Notice that the data is in files, rather than in a database running on a server. It’s going to be fairly difficult to analyse these files without knowing their structure. We can solve this problem by using AWS Glue!
Now we need to use the AWS Glue service to extract data and tables from these files:
Notice the S3 locations it crawls through. The crawler looks through data files to create a database
Lets look at the database created by the AWS Glue crawler:
The crawler went over our data files in our S3 Bucket. A database with tables were created from our data files. How cool is that!
We now need to determine the top 8 products ordered by our customers across all departments. These are the products we would like to provide to our most loyal customers (generous, I know!). To do this:
SELECT
"product_id"
, "product_name"
, "department"
, "orders"
, "ranking"
FROM
(
SELECT
"count"(1) "orders"
, "op"."product_id"
, "p"."product_name"
, "d"."department"
, "row_number"() OVER (PARTITION BY "d"."department" ORDER BY "count"(1) DESC) "ranking"
FROM
((((orders o
INNER JOIN users u ON ("u"."user_id" = "o"."user_id"))
INNER JOIN order_products op ON ("op"."order_id" = "o"."order_id"))
INNER JOIN products p ON ("p"."product_id" = "op"."product_id"))
INNER JOIN departments d ON ("d"."department_id" = "p"."department_id"))

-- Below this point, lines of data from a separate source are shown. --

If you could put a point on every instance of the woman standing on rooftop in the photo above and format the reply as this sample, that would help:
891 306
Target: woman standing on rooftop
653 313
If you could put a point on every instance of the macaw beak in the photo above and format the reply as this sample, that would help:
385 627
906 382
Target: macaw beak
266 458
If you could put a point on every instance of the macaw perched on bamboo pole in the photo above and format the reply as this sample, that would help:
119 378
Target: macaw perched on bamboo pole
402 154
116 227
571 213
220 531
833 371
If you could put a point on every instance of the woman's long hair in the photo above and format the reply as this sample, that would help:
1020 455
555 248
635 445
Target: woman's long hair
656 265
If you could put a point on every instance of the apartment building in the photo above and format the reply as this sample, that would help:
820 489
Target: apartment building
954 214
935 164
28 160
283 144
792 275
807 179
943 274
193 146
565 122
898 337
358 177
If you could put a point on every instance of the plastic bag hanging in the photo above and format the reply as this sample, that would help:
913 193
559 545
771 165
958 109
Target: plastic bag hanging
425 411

GROUP BY "op"."product_id", "p"."product_name", "d"."department"
)
WHERE ("ranking" = 1)
ORDER BY "orders" DESC
Great, so we have the top items across each department!
Looking at the results, there’s probably a few departments that we want to remove. Baby food isn’t exactly the ideal surprise gift for a loyal customer!
Let’s modify the SQL statement to remove the results for unwanted departments. We will also limit the results to the top 8 products.
SELECT
"product_id"
, "product_name"
, "department"
, "orders"
, "ranking"
FROM
(
SELECT
"count"(1) "orders"
, "op"."product_id"
, "p"."product_name"
, "d"."department"
, "row_number"() OVER (PARTITION BY "d"."department" ORDER BY "count"(1) DESC) "ranking"
FROM
((((orders o
INNER JOIN users u ON ("u"."user_id" = "o"."user_id"))
INNER JOIN order_products op ON ("op"."order_id" = "o"."order_id"))
INNER JOIN products p ON ("p"."product_id" = "op"."product_id"))
INNER JOIN departments d ON ("d"."department_id" = "p"."department_id"))
GROUP BY "op"."product_id", "p"."product_name", "d"."department"
)
WHERE ("ranking" = 1) and department not in ('bulk', 'deli', 'babies', 'dairy eggs', 'dry goods pasta')
ORDER BY "orders" DESC
LIMIT 8
Excellent! Recycled Paper Towels, Now that’s a loyalty gift!
Rather than writing down the top 8 products, let’s save the search as a Saved query so we can run it on demand later:
Replace team#
with your unique team number
Now that you know how to find the most ordered products, can you write an SQL statement to find the least popular products?
If you work it out, be sure to save the search like you did in step 6 to show participants after.